FoodShare is heavily reliant on volunteer community participation. One of these faithful volunteers, Dee Devlin, shared her experience with us. As a nurse practitioner, Devlin had personal experiences with patients not being able to afford the healthy food recommendations she gave them, so she began working with FoodShare in the summer of 2019. Devlin continually spoke of how much she thoroughly enjoyed the work she did with FoodShare, so much so that it did not seem to be work at all. When asked to summarize her experience volunteering with FoodShareSC in one word she took a short but thoughtful breath and quickly exhaled the word “rewarding," with no further explanation, as if there were no extra words needed to explain how volunteering with FoodShare could not elicit any other response. 

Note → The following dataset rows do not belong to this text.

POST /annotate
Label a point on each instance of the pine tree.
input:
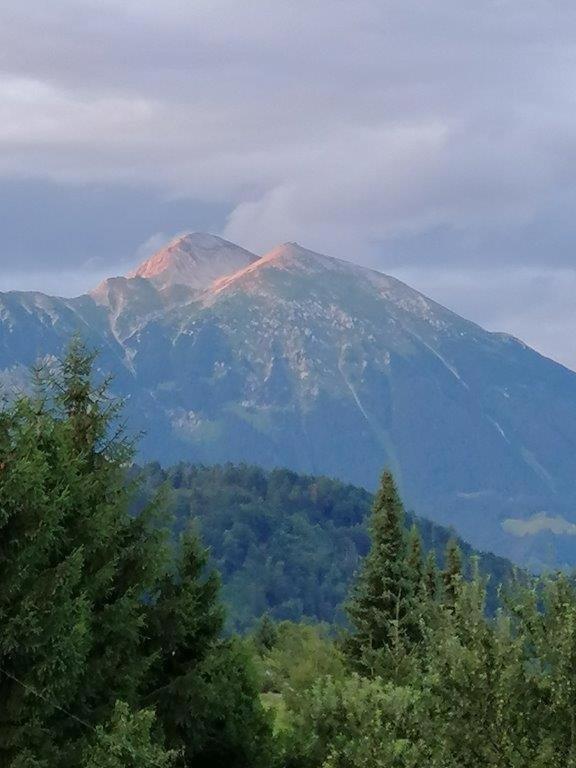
(92, 611)
(452, 573)
(266, 634)
(202, 688)
(431, 576)
(382, 608)
(414, 556)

The volunteer nature of FoodShareSC also makes this organization people-oriented. Listening to Ms. Dee Devlin express her experiences with FoodShare, I could feel the interpersonal and relational heart of their mission. One of our staff members, Coleman Rojahn, was able to go on a delivery route with Ms. Devlin and he asked her if helping others was one of the more rewarding parts of volunteering. Devlin replied, “Oh definitely. I’ve really kind of gotten attached to them [FoodShare customers she delivers to]. I worry about them, and I’ve gotten to know them very well.” She went on to talk about how she and one lady she delivers to have created a stronger bond over their love for crocheting. “They’ve become a part of me a little bit...I think I got a heart for these people,” she concluded. One note Coleman left for me from his ride with Ms. Devlin read, “Although one person who normally gets a box didn’t order one, Dee took the time to stop by her room in the same building as one of our stops to check in and make sure everything was going well for her.” This small act of kindness showed concern and this is what I have found to be the embodiment of FoodShare at its core.

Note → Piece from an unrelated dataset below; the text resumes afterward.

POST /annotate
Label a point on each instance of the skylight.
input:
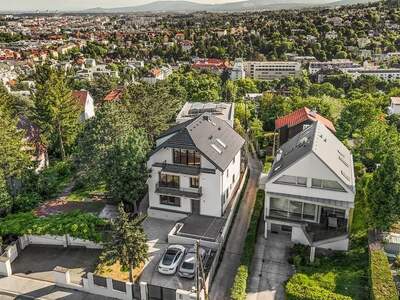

Since its inception, FoodShareSC has distributed over 35,000 food boxes containing over 700,000 pounds of fresh produce. This past year alone equated for 10,000 of those food box deliveries. FoodShare is continuing to impact the Midlands while reaching other counties through its latest site openings in Greenville, Spartanburg, Orangeburg, Bamberg, Lee and Kershaw counties. As FoodShare’s reach expands, their community-oriented, “pay-it-forward" spirit remains focal. It has been a pleasure to get an inside peek at FoodShare South Carolina’s mission and purpose. Although this is not some strategic, call-to-action advertising, it would be remiss of me to not mention that you and I have an opportunity to get involved with organizations such as FoodShare that are dedicated to making South Carolina a more equitable place for all people. Even if FoodShare isn’t where your civic calling lies, we can all find inspiration in their efforts to create a solution to a serious problem, as well as their willingness to serve the community in which we all share common investments.